Greece will vote for a new government on Sunday, but the bond markets aren’t all that worried at first glance. After a spike in recent weeks, driven by polls showing that left-wing group Syriza would take control of the country, the country’s bond yields have dropped in recent days. On this morning’s market the Greek benchmark 10-year had a yield of 9.05% as measured by Bloomberg, but hit lows below the 9% barrier yesterday.
The cause of the rise in Greek bond prices is the same force that has been squashing yields across the continent, and the world, in recent weeks. The ECB announced a 700 billion euro per year bond-buying package on Thursday that will have serious ramifications for yields. Greek debt still returns a reasonable amount, however, owing to the risks of the election, and the country’s perilous financial situation.
Greece’s special case
Greece is now assumed to be a special case when it comes to any decision in European politics, including those by the ECB. In answer to questions about whether the Eurozone’s central bank intends to purchase the debt of the country, the intention to do so was affirmed by Ignazio Visco, a member of the governing council of the European Central Bank. Such purchases will not, however, start until June at the earliest.
With the “risk sharing”element of the European quantitative easing program in mind, the national central banks that will have to hold Greek debt may not be too happy, possibly leaving that particular responsibility the ECB itself. If that’s the style of “risk sharing” that Mr. Draghi and the governing council envision, it would be so in name only, leaving most of the possible losses squarely on the shoulders of the chief Eurozone authority.
With the yield on the Greek 10-year breaking the 9% barrier yesterday, after hitting close to 11% just a couple of weeks ago, it’s clear that bond-buyers are expecting a substantial effect on the price of the securities owing to European intervention. They may be right, but Greece is a special case in the field of European bonds.
The effect of the bond buying program on the Greek securities market is likely more difficult to predict than the effect elsewhere on the continent. A mix of very strong effects are now pushing demand for the country’s bonds with this weekend’s elections chief among them.
Greek elections drive bond prices
There’s no doubt that ECB action has had a strong effect on Greek yields, as it has elsewhere on the continent, but the elections are a much stronger force in the short term. Should Syriza win, the chances of the country defaulting spike in the eyes of investors. A hung parliament, in which no government is formed, may be an even worse outcome for bond prices.
In the longer term, however, the ECB’s bond-buying program could, if targeted in that direction, buy every single Greek bond on offer. The country’s total outstanding debt was less than $400 billion at the end of last year, just over half of the total ECB QE program.The limited size of the country’s total debt makes it a problem relatively easy to solve with the large reserves available to the currency bloc as a whole.
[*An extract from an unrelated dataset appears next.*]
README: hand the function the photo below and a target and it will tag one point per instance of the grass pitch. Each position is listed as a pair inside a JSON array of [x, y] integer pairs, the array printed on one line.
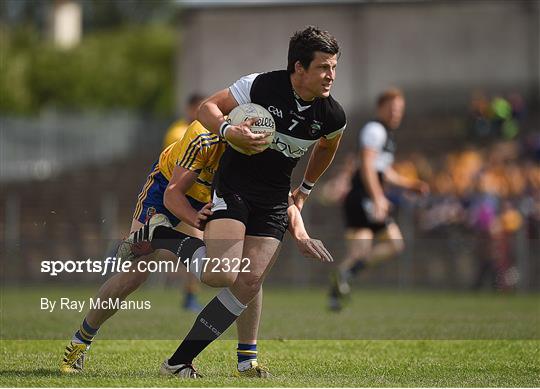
[[382, 338]]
This is a debt deal for Greece as much as for the other struggling European nations, and whatever party wins the elections will likely be able to see that. Syriza has already made moves toward reassuring bondholders about that possibility, and the power of European technocracy has already cooled some extreme politicians. The ultimate effects of the elections on bond yields remains to be seen but, for now, investors are interested in trusting European centrality to defuse the situation, and diffuse Greek debt throughout the continent’s national central banks.